Храм - ее вечная ноша -
давно разрушен и служит
прибежищем дикому зверю.
Эти плечи в рубцах
подпирают Ничто -
опустелое пространство,
в котором отчаянно кричат птицы.
Перевод А.Эппеля
Ночами в июне
рассвет -
спокойный свет Воскресения.
Птицы
словно бы восстают из мертвых
и мягко касаются воздуха
невидимыми крылами,
крыльями,
белые кости которых
истлели в болоте
в тысячное лето назад.
Зачарованный расшумевшимся лесом,
ты хочешь следовать птицам и не можешь;
цепь совершенного и несовершенного,
заклепанная на щиколотках,
приковала тебя
к безмолвной земной тьме.
Ночами в июне,
когда все - крылья
и синеющий свод.
Сижу спиной к костру,
всматриваюсь
в беззвездную ночь.
- Оборотись! -
говоришь. -
Мне не оживить догорающего костра,
пусть будет светло,
помоги!
Но как оторваться от темноты,
если в шаге от освещенного круга
кто-то бродит и шепчет мое имя
голосом увядшей травы?
Гляди! Темный облик
огромен от неровного света...
И я чувствую прохладные пальцы
твои на моих глазах.
Так и сидим вместе
беззвездной ночью.

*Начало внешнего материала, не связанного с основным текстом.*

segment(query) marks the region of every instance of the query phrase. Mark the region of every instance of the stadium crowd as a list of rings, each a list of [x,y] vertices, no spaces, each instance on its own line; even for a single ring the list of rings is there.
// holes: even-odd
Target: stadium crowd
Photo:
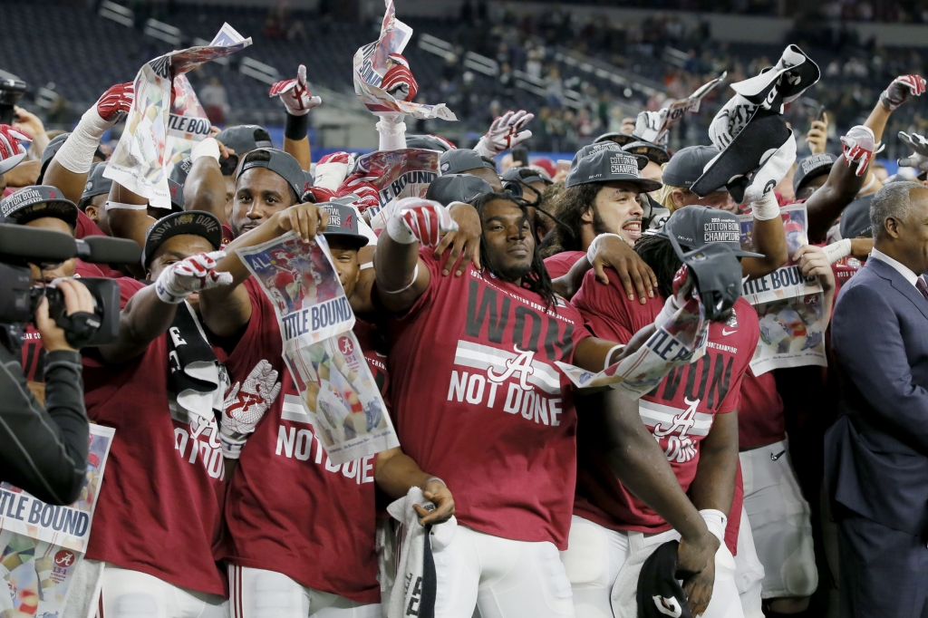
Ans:
[[[69,133],[16,107],[4,223],[142,250],[32,265],[69,314],[86,310],[81,278],[121,291],[114,342],[77,349],[42,308],[19,341],[30,406],[80,366],[81,413],[115,430],[61,618],[928,615],[928,140],[887,130],[925,80],[858,101],[835,156],[828,116],[806,135],[785,122],[837,77],[813,60],[791,45],[740,65],[700,144],[676,151],[672,99],[581,109],[595,139],[557,161],[525,152],[564,122],[550,109],[500,109],[473,148],[379,111],[378,152],[432,161],[415,195],[354,153],[313,162],[324,102],[305,67],[269,93],[283,148],[212,127],[174,166],[168,208],[108,172],[100,139],[132,83]],[[391,55],[381,84],[405,102],[409,64]],[[688,79],[668,86],[688,96],[702,78]],[[896,139],[910,178],[873,160]],[[300,282],[273,253],[275,274],[252,275],[249,251],[291,233],[324,238],[333,277]],[[310,422],[336,395],[285,354],[297,327],[280,318],[301,286],[341,293],[335,278],[399,444],[342,463]],[[803,291],[764,294],[787,281]],[[616,367],[613,388],[571,378]],[[389,423],[357,403],[363,371],[337,370],[344,436]],[[0,480],[28,485],[8,438]],[[74,457],[76,477],[23,488],[72,502]],[[8,538],[0,616],[34,615],[10,574],[39,557]]]

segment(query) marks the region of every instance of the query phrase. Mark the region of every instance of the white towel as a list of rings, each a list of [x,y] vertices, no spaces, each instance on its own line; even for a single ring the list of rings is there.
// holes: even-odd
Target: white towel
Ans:
[[[432,506],[432,502],[422,496],[421,489],[412,487],[405,497],[387,507],[387,512],[403,526],[402,547],[387,618],[404,618],[410,608],[409,614],[424,615],[423,610],[428,612],[431,607],[431,615],[434,615],[435,563],[432,552],[446,547],[455,536],[458,521],[454,517],[445,523],[422,526],[419,522],[419,513],[412,508],[416,504],[425,508]]]

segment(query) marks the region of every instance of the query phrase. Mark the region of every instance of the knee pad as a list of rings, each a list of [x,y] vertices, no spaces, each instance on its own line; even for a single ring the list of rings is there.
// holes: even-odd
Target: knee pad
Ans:
[[[578,521],[571,522],[567,550],[561,552],[561,561],[571,587],[599,586],[609,587],[609,539],[596,525]]]

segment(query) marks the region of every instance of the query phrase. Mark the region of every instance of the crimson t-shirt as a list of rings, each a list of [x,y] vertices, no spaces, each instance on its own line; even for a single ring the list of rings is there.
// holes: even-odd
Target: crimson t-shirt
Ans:
[[[580,258],[586,255],[586,251],[561,251],[545,259],[545,268],[552,279],[563,277],[570,272]]]
[[[577,311],[468,265],[432,275],[393,322],[389,367],[404,452],[455,496],[458,521],[518,541],[567,547],[576,472],[570,363],[588,337]]]
[[[122,307],[145,287],[117,281]],[[167,336],[119,365],[84,358],[87,417],[116,430],[87,558],[225,596],[225,569],[213,552],[222,530],[223,451],[215,421],[195,435],[169,393]]]
[[[648,299],[646,304],[629,301],[621,285],[618,277],[611,277],[608,286],[599,283],[590,271],[573,302],[594,335],[627,342],[654,322],[664,301],[660,296]],[[709,326],[709,341],[702,357],[675,367],[657,388],[638,400],[642,422],[658,441],[685,492],[696,476],[700,442],[711,431],[715,415],[739,408],[741,381],[759,335],[756,312],[747,301],[739,299],[728,321]],[[585,434],[581,424],[574,512],[613,530],[668,530],[670,524],[615,478],[608,461],[592,444],[595,441]],[[730,513],[740,515],[737,494],[736,490],[737,504],[732,503]],[[729,515],[729,519],[740,518]]]
[[[281,573],[299,584],[360,603],[378,603],[375,553],[376,456],[334,465],[316,439],[284,364],[271,301],[250,277],[248,323],[226,367],[233,387],[259,364],[277,372],[280,394],[242,448],[229,481],[224,558],[238,566]],[[365,350],[367,330],[355,330]],[[368,365],[378,383],[382,357]],[[374,360],[377,360],[375,363]],[[248,394],[239,391],[238,397]],[[249,396],[253,396],[253,393]],[[258,393],[260,397],[260,393]]]

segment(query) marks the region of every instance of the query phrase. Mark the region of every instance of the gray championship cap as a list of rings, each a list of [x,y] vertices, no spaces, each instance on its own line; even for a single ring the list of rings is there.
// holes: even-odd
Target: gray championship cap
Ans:
[[[741,250],[741,225],[738,215],[718,208],[696,204],[678,208],[655,234],[665,238],[673,235],[682,247],[690,250],[720,242],[738,257],[764,257]]]
[[[257,124],[239,124],[230,126],[219,132],[216,139],[223,145],[235,150],[236,154],[242,157],[247,152],[257,148],[273,148],[274,143],[267,129]]]
[[[664,168],[664,184],[690,188],[718,152],[713,146],[688,146],[677,150]]]
[[[438,160],[438,171],[445,174],[460,174],[468,170],[476,170],[485,167],[488,170],[496,171],[495,163],[483,161],[483,158],[476,150],[470,148],[456,148],[442,154]]]
[[[109,194],[113,181],[103,177],[103,172],[107,169],[106,161],[94,163],[90,166],[90,174],[87,174],[87,184],[84,186],[84,193],[81,194],[81,201],[96,198],[104,193]]]
[[[292,155],[277,148],[260,148],[260,152],[270,154],[268,161],[262,161],[255,158],[252,155],[253,152],[252,150],[252,152],[245,155],[244,162],[238,166],[238,172],[235,176],[237,185],[238,184],[238,178],[246,171],[251,170],[252,167],[264,167],[286,180],[287,184],[296,193],[297,199],[303,194],[303,187],[306,185],[306,175],[303,168],[300,167],[300,163]]]
[[[213,249],[219,249],[223,243],[222,225],[216,215],[205,211],[172,212],[156,221],[145,235],[142,266],[148,267],[155,251],[165,240],[184,234],[200,236],[209,240]]]
[[[493,187],[483,178],[470,174],[449,174],[432,181],[425,199],[447,206],[453,201],[470,203],[475,198],[485,193],[493,193]]]
[[[354,206],[334,201],[324,201],[318,207],[329,213],[329,225],[323,235],[327,238],[341,238],[357,245],[360,249],[367,244],[367,237],[361,234],[358,213]]]
[[[661,183],[641,177],[647,160],[619,150],[604,149],[579,159],[567,174],[565,187],[588,183],[626,182],[637,185],[644,193],[661,188]]]
[[[793,190],[798,191],[803,185],[831,171],[838,158],[830,152],[820,152],[800,159],[796,163],[796,173],[793,176]]]
[[[648,161],[657,163],[658,165],[664,165],[670,161],[670,155],[667,153],[667,148],[651,142],[646,142],[643,139],[628,142],[622,147],[622,149],[630,154],[647,157]]]
[[[27,187],[0,200],[0,213],[20,225],[42,217],[55,217],[75,227],[77,212],[74,202],[61,195],[57,187],[47,185]]]

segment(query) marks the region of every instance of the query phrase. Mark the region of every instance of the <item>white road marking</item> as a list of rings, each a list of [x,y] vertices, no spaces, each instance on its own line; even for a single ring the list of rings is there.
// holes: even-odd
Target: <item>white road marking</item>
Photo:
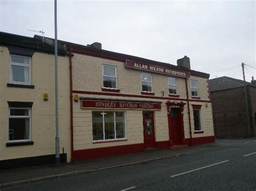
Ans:
[[[180,175],[183,175],[183,174],[184,174],[188,173],[191,172],[198,171],[198,170],[200,170],[201,169],[210,167],[210,166],[219,165],[220,164],[224,163],[224,162],[228,162],[228,161],[229,161],[229,160],[225,160],[225,161],[222,161],[222,162],[213,164],[211,165],[208,165],[208,166],[204,166],[203,167],[201,167],[201,168],[197,168],[197,169],[193,169],[193,170],[192,170],[192,171],[187,171],[187,172],[184,172],[184,173],[180,173],[180,174],[176,174],[176,175],[173,175],[172,176],[171,176],[171,177],[173,178],[173,177],[175,177],[175,176],[179,176]]]
[[[132,187],[130,187],[130,188],[125,188],[125,189],[124,189],[123,190],[121,190],[121,191],[128,190],[130,190],[130,189],[133,189],[133,188],[136,188],[136,186],[133,186]]]
[[[256,154],[256,152],[255,153],[252,153],[244,155],[244,157],[247,157],[247,156],[248,156],[250,155],[253,154]]]

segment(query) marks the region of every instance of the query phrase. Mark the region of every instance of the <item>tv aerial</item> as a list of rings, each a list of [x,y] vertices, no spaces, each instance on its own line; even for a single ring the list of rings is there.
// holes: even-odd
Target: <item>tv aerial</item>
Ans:
[[[43,43],[44,43],[44,33],[45,33],[45,32],[44,32],[44,31],[43,31],[43,30],[41,30],[41,31],[34,31],[34,30],[29,30],[29,29],[27,29],[27,30],[28,30],[28,31],[29,31],[39,32],[40,34],[41,34],[42,35],[43,35]]]

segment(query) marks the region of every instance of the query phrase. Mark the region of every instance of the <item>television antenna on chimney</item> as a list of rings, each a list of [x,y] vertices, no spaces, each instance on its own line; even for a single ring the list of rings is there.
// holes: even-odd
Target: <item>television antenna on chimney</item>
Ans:
[[[32,32],[39,32],[41,33],[42,35],[43,35],[43,43],[44,42],[44,32],[43,31],[43,30],[41,30],[41,31],[34,31],[32,30],[29,30],[27,29],[28,31],[32,31]]]

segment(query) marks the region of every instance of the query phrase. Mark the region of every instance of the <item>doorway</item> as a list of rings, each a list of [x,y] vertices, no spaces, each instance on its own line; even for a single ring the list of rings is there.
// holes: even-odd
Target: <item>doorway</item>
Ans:
[[[169,137],[173,145],[183,144],[183,130],[180,108],[171,108],[169,117]]]
[[[146,149],[156,147],[153,114],[153,112],[143,112],[144,145]]]

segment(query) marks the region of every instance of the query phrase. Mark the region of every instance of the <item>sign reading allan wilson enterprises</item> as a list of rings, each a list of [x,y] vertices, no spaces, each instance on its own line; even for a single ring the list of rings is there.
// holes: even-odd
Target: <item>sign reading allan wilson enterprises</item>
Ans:
[[[112,101],[83,100],[82,109],[114,108],[142,110],[161,110],[161,104],[156,103],[126,102]]]
[[[187,72],[180,71],[176,69],[171,69],[167,68],[162,67],[160,66],[141,63],[131,60],[126,60],[125,66],[127,68],[132,68],[134,69],[141,69],[143,70],[149,71],[152,72],[156,72],[166,75],[176,76],[181,77],[190,77],[190,73]]]

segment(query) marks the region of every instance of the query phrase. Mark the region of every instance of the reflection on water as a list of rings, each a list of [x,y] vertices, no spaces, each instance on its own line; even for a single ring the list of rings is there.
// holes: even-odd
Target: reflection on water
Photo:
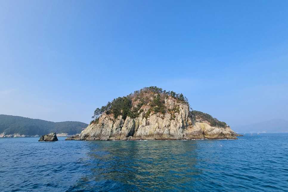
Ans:
[[[0,191],[288,191],[288,133],[239,138],[0,139]]]
[[[184,190],[199,179],[196,142],[185,141],[93,141],[89,175],[74,190],[151,191]],[[185,187],[184,186],[185,186]],[[77,188],[78,188],[76,189]]]

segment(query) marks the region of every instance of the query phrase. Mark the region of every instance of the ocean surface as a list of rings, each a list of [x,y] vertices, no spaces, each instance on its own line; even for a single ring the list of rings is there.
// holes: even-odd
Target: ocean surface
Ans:
[[[0,139],[0,191],[288,191],[288,133],[244,135],[189,141]]]

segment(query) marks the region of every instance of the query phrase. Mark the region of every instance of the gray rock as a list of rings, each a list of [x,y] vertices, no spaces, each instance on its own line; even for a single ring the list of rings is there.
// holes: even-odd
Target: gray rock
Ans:
[[[170,96],[165,101],[167,110],[177,108],[179,111],[172,113],[167,111],[165,116],[151,113],[146,119],[144,117],[145,112],[151,108],[148,104],[141,107],[143,112],[135,118],[127,117],[124,120],[121,115],[115,118],[112,114],[103,113],[98,124],[91,124],[80,135],[65,140],[237,139],[236,136],[239,136],[228,126],[213,127],[206,121],[194,119],[189,111],[189,104],[178,102]],[[132,106],[137,106],[138,102],[133,101]]]
[[[38,141],[58,141],[56,133],[51,133],[42,135]]]

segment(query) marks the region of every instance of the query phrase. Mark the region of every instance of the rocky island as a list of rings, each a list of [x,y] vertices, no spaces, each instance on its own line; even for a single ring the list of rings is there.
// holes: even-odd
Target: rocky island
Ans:
[[[190,108],[183,94],[145,87],[114,99],[79,134],[65,140],[237,139],[225,122]]]
[[[42,135],[38,141],[57,141],[58,139],[56,133],[51,133]]]

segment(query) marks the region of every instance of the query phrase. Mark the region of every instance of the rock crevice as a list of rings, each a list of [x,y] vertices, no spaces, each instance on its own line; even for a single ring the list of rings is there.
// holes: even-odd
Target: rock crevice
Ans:
[[[143,106],[142,112],[134,118],[127,116],[124,120],[120,115],[115,119],[103,113],[98,123],[89,125],[80,134],[66,140],[236,139],[239,136],[228,126],[211,126],[207,121],[195,120],[188,104],[178,103],[171,97],[165,102],[169,112],[151,113],[147,118],[145,116],[150,108],[149,105]],[[176,108],[177,112],[170,112]]]

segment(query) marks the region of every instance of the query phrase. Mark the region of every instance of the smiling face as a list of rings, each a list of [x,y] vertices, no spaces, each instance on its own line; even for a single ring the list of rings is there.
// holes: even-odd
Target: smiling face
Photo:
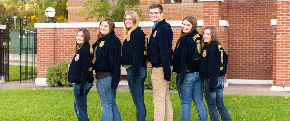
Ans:
[[[132,20],[132,18],[130,15],[127,14],[125,16],[125,21],[124,22],[125,25],[126,25],[126,27],[127,28],[131,29],[133,27],[133,21]]]
[[[109,24],[107,21],[104,21],[101,23],[100,25],[100,32],[104,35],[106,35],[110,33],[110,30]]]
[[[78,44],[83,43],[84,39],[84,33],[83,32],[80,31],[78,32],[75,36],[75,40],[77,41],[77,43]]]
[[[203,38],[203,41],[205,43],[209,42],[211,41],[211,30],[209,29],[204,30],[202,37]]]
[[[189,32],[192,29],[192,24],[189,21],[184,20],[182,23],[181,29],[184,33],[186,33]]]
[[[163,16],[163,12],[160,11],[159,8],[150,9],[149,10],[149,13],[153,13],[152,14],[152,15],[149,15],[149,17],[150,17],[150,19],[154,23],[154,24],[157,23],[161,19],[161,18]],[[154,14],[154,13],[158,13],[158,14],[157,15],[155,15]]]

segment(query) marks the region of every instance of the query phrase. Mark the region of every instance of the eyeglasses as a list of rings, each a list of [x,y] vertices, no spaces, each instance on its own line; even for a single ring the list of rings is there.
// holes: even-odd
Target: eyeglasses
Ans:
[[[157,15],[158,15],[158,13],[162,13],[162,12],[154,12],[154,13],[149,13],[149,15],[150,15],[150,16],[152,16],[152,15],[153,14],[153,13],[154,13],[154,15],[155,15],[155,16],[157,16]]]

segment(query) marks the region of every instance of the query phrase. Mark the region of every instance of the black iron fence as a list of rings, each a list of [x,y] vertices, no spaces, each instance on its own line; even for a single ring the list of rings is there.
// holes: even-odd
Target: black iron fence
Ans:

Два человека.
Пока догорает костер,
и сущее в темноте
медленно приближается.
Перевод А.Эппеля
Дерево, спокойное и величавое,
могучее и такое беззащитное,
стоит на вересковой пустоши,
думая неспешную терпеливую думу.
Сияет белая береста,
старая сосна
в бесконечной нежности
протягивает бронзовые руки ветрам.
И вот по вереску плетешься ты
с топором и мотопилой
к обреченному на смерть исполину.
- Делай свое дело, палач!
Дерево падает. Беспомощно.
В падении ломает собственные ветви;
Ты остаешься во внезапной тишине.
И пустоте. Свет небесный
обвиняет тебя за содеянное.
Всего минута - только минута! -
визжащей стали, механического единообразия -
и долгая греза природы,
мечтавшаяся сотни весен,
становится крестиком
в реестре врученных повесток.
Сколько дней, думаешь ты,
сколько рождественских вечеров с колокольным звоном...
Глухарь сидел, обхватив мохнатыми лапами ветку,
долбил клювом иней, расправлял крылья, настораживался,
пока в отдалении рыскала охотничья собака.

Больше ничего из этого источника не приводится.